Gangster tale Mayfair a new South African film by award-winning director Sara Blecher

Gangster tale ‘Mayfair’ is a new film by award-winning director Sara Blecher (Ayanda, Dis Ek Anna, Otelo Burning) and writer Neil McCarthy.

Read an interview with SAFTA-award-winning writer Neil McCarthy

Sara Blecher

Mayfair takes the classic gangster film – one that peels back the layers of moral hypocrisy beneath the crime boss’s veneer of respectability – and locates it in Mayfair, Johannesburg, in 2016. This is a suburb that was once defined as “Indian” by the architects of apartheid, but has since become a melting pot of new migrants from across the continent.
It is the story of the relationship between a father and a son. The son rejects and abhors everything about his father’s moral choices, until he learns that his father once had to make the exact same choices he is now being forced to make. As much as he wishes he and his father weren’t the same, in the end he realises that they have much in common.

‘Mayfair’ tells the story of prodigal son Zaid Randera (Ronak Patani) who returns home to Mayfair in Johannesburg, where his overbearing father Aziz (Rajesh Gopie) – a businessman and occasional money launderer – is facing death threats
Directed by a woman, Maifair offers a female perspective on a genre that is distinctly male, and a story that is about manhood.

“We are very excited that ‘Mayfair’ is a semi-finalist,” says director Sara Blecher. “This is the third global festival we have been invited to participate in, and each one has a different focus. Film festivals are great launch pads for a new film. They are attended by acquisition executives who rely on the choices made by festival programmers to work their way through the best of the vast number of films in circulation. To screen at these festivals is a big plus for a film from South Africa and I am proud that the value of our work on ‘Mayfair’ is being recognised globally.”

‘Mayfair’ was also selected for the prestigious 62nd BFI London Film festival (October 2018) in the ‘Films in Thrill’ section of the BFI London Film festival, described as ‘nerve-shredders that’ll get your adrenaline pumping and keep you on the edge of your seat’.

The film will also screen at this year’s Africa in Motion (AiM), an annual African film festival taking place in Scotland, from 26 October to 4 November. Now in its twelfth year, AiM brings the best of African cinema to Scotland, making it possible for Scottish audiences to engage with African stories and industry professionals from the continent.

“Screening at festivals enables the film to play to an audience of receptive and appreciative filmgoers,” says Helen Kuun. MD of Indigenous Film Distribution. “It’s an excellent way to build publicity for a film like ‘Mayfair’ in the lead up to its release.”

The film draws on the rich history of Mayfair, an Indian neighbourhood during the apartheid era that has more recently become an enclave for Somali immigrants arriving in Johannesburg. Despite their shared Muslim culture, the original residents of the suburb come into conflict with the Somali gangs and it’s the story of this struggle that lies at the heart of the film.

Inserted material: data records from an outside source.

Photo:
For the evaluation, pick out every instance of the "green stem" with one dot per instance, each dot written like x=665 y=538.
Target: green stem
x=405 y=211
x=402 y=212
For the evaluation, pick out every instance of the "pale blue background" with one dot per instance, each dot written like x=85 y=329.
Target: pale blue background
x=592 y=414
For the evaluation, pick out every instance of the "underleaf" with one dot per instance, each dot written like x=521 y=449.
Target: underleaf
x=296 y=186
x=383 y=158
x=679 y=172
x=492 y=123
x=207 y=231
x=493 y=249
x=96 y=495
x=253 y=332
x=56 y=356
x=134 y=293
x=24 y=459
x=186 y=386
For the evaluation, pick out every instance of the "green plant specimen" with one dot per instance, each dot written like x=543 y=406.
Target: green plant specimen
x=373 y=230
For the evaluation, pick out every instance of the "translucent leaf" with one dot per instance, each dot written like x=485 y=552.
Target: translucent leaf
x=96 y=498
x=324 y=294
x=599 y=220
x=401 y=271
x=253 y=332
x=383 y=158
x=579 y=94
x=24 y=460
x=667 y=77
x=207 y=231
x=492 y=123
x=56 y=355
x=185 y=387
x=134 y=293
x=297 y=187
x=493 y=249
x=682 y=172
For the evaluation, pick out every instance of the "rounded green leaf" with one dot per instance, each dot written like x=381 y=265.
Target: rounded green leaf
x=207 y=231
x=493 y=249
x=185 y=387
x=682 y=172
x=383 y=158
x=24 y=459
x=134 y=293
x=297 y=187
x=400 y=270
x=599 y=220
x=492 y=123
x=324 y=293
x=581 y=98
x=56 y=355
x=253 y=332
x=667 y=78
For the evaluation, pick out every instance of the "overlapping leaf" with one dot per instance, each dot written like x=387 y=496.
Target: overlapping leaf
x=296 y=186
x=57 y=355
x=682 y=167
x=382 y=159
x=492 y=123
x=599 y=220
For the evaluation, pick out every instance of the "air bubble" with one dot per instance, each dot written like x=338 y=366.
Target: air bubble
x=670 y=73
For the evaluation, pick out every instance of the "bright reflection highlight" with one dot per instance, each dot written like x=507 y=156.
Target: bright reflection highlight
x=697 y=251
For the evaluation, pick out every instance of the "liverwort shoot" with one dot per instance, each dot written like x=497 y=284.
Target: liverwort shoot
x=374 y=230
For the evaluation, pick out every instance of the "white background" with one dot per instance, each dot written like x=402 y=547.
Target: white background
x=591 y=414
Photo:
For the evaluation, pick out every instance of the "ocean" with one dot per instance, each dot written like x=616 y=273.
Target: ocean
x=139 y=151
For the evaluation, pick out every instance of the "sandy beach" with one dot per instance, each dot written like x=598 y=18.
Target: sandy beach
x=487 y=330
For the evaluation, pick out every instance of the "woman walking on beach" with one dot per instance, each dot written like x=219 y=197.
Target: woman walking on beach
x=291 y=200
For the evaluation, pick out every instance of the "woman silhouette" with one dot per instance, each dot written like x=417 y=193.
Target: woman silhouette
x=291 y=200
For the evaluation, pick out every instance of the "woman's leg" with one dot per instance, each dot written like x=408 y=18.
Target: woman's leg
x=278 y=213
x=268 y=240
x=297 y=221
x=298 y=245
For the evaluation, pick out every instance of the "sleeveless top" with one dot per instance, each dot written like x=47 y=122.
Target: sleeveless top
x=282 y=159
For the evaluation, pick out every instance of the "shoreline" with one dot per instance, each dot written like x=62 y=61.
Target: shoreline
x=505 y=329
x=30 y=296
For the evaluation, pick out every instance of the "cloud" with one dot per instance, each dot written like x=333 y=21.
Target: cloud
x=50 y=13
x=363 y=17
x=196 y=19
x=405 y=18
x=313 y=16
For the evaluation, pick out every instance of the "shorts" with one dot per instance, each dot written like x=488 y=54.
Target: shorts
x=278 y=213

Zaid finds that everything at home has changed. The old neighbourhood is full of new immigrants with different ways of doing things. His father is in over his head as a result of a soured deal with ruthless Somalis. Zaid remains reluctant to become involved but when Faiza, his baby sister, is kidnapped after a failed cash drop to resolve the Somali deal, Zaid must decide how far he is prepared to go to protect his family.